Is there a way to get a list of filenames in a Knowledge base folder? I’ve uploaded ~40k of files but had some interruptions on the upload so there might be ~100 files missing. I don’t want to repush the full 40k one more time just to be sure 😅
I had to do something similar. Here is the code I had:
def get_existing_dust_files():
all_documents = set()
offset = 0
limit = 100
while True:
url = f"https://dust.tt/api/v1/w/{wld}/spaces/{space_id}/data_sources/{dsId}/documents?limit={limit}&offset={offset}"
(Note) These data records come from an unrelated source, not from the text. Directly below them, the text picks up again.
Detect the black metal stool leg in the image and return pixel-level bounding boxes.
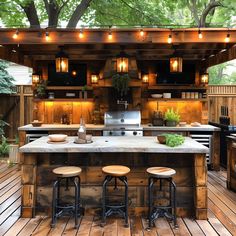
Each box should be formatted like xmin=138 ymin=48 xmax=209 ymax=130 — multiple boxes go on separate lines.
xmin=51 ymin=179 xmax=59 ymax=228
xmin=101 ymin=175 xmax=111 ymax=226
xmin=148 ymin=177 xmax=154 ymax=229
xmin=171 ymin=179 xmax=178 ymax=228
xmin=74 ymin=176 xmax=80 ymax=228
xmin=123 ymin=176 xmax=129 ymax=227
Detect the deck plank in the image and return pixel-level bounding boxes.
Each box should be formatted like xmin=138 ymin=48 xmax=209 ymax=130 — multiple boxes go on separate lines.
xmin=47 ymin=217 xmax=70 ymax=236
xmin=196 ymin=220 xmax=218 ymax=236
xmin=183 ymin=218 xmax=204 ymax=235
xmin=17 ymin=216 xmax=44 ymax=236
xmin=170 ymin=218 xmax=191 ymax=236
xmin=32 ymin=217 xmax=51 ymax=236
xmin=155 ymin=218 xmax=174 ymax=236
xmin=76 ymin=215 xmax=94 ymax=236
xmin=4 ymin=218 xmax=30 ymax=236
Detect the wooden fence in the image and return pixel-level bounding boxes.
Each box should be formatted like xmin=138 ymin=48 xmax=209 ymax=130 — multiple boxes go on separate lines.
xmin=208 ymin=85 xmax=236 ymax=125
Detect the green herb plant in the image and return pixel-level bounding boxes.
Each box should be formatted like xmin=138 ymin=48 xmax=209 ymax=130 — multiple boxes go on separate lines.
xmin=0 ymin=136 xmax=9 ymax=157
xmin=164 ymin=108 xmax=180 ymax=122
xmin=112 ymin=73 xmax=130 ymax=97
xmin=162 ymin=133 xmax=185 ymax=147
xmin=35 ymin=79 xmax=47 ymax=98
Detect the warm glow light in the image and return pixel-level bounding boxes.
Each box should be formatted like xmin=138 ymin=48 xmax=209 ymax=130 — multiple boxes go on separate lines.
xmin=170 ymin=57 xmax=183 ymax=73
xmin=72 ymin=70 xmax=77 ymax=76
xmin=12 ymin=30 xmax=19 ymax=39
xmin=91 ymin=74 xmax=98 ymax=84
xmin=198 ymin=29 xmax=203 ymax=39
xmin=140 ymin=29 xmax=144 ymax=37
xmin=32 ymin=73 xmax=40 ymax=84
xmin=200 ymin=73 xmax=209 ymax=85
xmin=225 ymin=33 xmax=230 ymax=43
xmin=55 ymin=47 xmax=69 ymax=73
xmin=108 ymin=31 xmax=112 ymax=40
xmin=167 ymin=34 xmax=172 ymax=44
xmin=142 ymin=74 xmax=149 ymax=83
xmin=45 ymin=32 xmax=50 ymax=41
xmin=79 ymin=29 xmax=84 ymax=39
xmin=117 ymin=56 xmax=129 ymax=73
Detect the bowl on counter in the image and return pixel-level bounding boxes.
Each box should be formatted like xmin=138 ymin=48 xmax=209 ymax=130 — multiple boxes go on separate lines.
xmin=163 ymin=93 xmax=171 ymax=98
xmin=157 ymin=135 xmax=166 ymax=144
xmin=190 ymin=122 xmax=201 ymax=127
xmin=31 ymin=120 xmax=43 ymax=127
xmin=151 ymin=94 xmax=163 ymax=98
xmin=179 ymin=122 xmax=187 ymax=127
xmin=48 ymin=134 xmax=68 ymax=142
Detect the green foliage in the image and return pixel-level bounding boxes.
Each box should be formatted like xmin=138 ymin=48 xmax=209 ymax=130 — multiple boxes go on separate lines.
xmin=164 ymin=108 xmax=180 ymax=122
xmin=112 ymin=73 xmax=130 ymax=97
xmin=0 ymin=0 xmax=235 ymax=28
xmin=0 ymin=60 xmax=15 ymax=94
xmin=162 ymin=133 xmax=185 ymax=147
xmin=0 ymin=136 xmax=9 ymax=157
xmin=208 ymin=60 xmax=236 ymax=85
xmin=0 ymin=120 xmax=9 ymax=137
xmin=35 ymin=79 xmax=47 ymax=98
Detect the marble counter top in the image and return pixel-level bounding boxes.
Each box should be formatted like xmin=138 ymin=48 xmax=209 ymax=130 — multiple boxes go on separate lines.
xmin=19 ymin=136 xmax=209 ymax=154
xmin=18 ymin=124 xmax=220 ymax=132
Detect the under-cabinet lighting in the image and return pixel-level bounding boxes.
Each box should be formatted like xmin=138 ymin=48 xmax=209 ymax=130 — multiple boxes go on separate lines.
xmin=225 ymin=33 xmax=230 ymax=43
xmin=140 ymin=29 xmax=144 ymax=37
xmin=167 ymin=34 xmax=172 ymax=44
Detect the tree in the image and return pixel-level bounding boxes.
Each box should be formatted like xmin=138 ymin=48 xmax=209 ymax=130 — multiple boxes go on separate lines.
xmin=0 ymin=60 xmax=15 ymax=94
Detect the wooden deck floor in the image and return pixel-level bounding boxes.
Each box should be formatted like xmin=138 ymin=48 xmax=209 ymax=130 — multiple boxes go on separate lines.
xmin=0 ymin=164 xmax=236 ymax=236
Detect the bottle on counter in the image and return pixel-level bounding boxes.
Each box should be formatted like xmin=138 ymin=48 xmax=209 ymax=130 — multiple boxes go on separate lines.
xmin=78 ymin=117 xmax=86 ymax=140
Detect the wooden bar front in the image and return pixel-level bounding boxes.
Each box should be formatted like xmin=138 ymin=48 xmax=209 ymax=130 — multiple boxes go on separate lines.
xmin=20 ymin=136 xmax=208 ymax=220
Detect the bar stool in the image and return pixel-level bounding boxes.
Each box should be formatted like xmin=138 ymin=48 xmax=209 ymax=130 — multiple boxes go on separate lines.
xmin=147 ymin=167 xmax=177 ymax=229
xmin=51 ymin=166 xmax=82 ymax=228
xmin=101 ymin=165 xmax=130 ymax=227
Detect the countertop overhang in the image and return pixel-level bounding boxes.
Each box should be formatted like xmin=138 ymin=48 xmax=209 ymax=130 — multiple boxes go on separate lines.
xmin=18 ymin=124 xmax=220 ymax=132
xmin=19 ymin=136 xmax=209 ymax=154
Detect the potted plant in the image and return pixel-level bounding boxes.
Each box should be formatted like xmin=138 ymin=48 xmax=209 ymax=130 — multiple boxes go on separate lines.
xmin=0 ymin=135 xmax=9 ymax=158
xmin=35 ymin=79 xmax=47 ymax=98
xmin=112 ymin=73 xmax=130 ymax=97
xmin=164 ymin=108 xmax=180 ymax=127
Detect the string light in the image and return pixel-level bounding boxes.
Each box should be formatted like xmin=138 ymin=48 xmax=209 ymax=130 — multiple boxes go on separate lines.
xmin=198 ymin=29 xmax=203 ymax=39
xmin=79 ymin=29 xmax=84 ymax=39
xmin=45 ymin=31 xmax=50 ymax=41
xmin=108 ymin=30 xmax=112 ymax=40
xmin=140 ymin=29 xmax=144 ymax=37
xmin=225 ymin=33 xmax=230 ymax=43
xmin=12 ymin=29 xmax=19 ymax=39
xmin=167 ymin=34 xmax=172 ymax=44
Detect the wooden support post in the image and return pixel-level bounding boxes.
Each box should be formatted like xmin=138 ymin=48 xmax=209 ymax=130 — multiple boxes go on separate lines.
xmin=20 ymin=85 xmax=25 ymax=126
xmin=21 ymin=153 xmax=37 ymax=218
xmin=212 ymin=132 xmax=220 ymax=171
xmin=194 ymin=153 xmax=207 ymax=220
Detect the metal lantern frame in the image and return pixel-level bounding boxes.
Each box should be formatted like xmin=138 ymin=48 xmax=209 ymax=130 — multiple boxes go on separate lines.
xmin=170 ymin=57 xmax=183 ymax=73
xmin=116 ymin=51 xmax=129 ymax=73
xmin=200 ymin=73 xmax=209 ymax=85
xmin=55 ymin=47 xmax=69 ymax=73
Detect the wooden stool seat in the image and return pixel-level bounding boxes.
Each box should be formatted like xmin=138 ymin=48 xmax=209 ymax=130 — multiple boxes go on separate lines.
xmin=53 ymin=166 xmax=82 ymax=178
xmin=147 ymin=167 xmax=176 ymax=178
xmin=102 ymin=165 xmax=130 ymax=177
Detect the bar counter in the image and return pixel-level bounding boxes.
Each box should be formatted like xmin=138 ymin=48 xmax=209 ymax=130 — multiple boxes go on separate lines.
xmin=19 ymin=136 xmax=209 ymax=220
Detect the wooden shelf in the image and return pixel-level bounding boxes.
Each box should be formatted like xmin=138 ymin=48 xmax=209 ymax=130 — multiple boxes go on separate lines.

response = requests.get(url, headers={"Authorization": f"Bearer {dust_token}"})
if not response.ok:
print(f"Error fetching documents: {response.status_code} - {response.text}")
break
data = response.json()
documents = data.get("documents", [])
# If no more documents were returned, break the loop
if not documents:
break
# Add document IDs to the set
for doc in documents:
all_documents.add(doc["document_id"])
# Update offset for next batch
offset += limit
return all_documents
oh my. but that basically pulls everything back over. Crazy. Thank you for the code, I’ guess I need to use it 😄
To be clear, it just pulls the metadata, not the doc content. It should be significantly faster than re-uploading everything.
oh! That is good news! 😅
Let me know how it goes! I suspect that it will take less than a minute to list your 40k documents, and then you can easily find what's missing.
testing now
Pulled 40967 documents in 282 seconds
it took 4 mins to get all 41k 😄
Ok, I was a bit optimistic, but that's probably a lot less than it took you to upload them! 😅 Might be able to make it a bit faster by getting more than 100 at a time, though there is some limit to the batch size (not sure what it is).
Well, I’ll take 4 mins over 7h of upload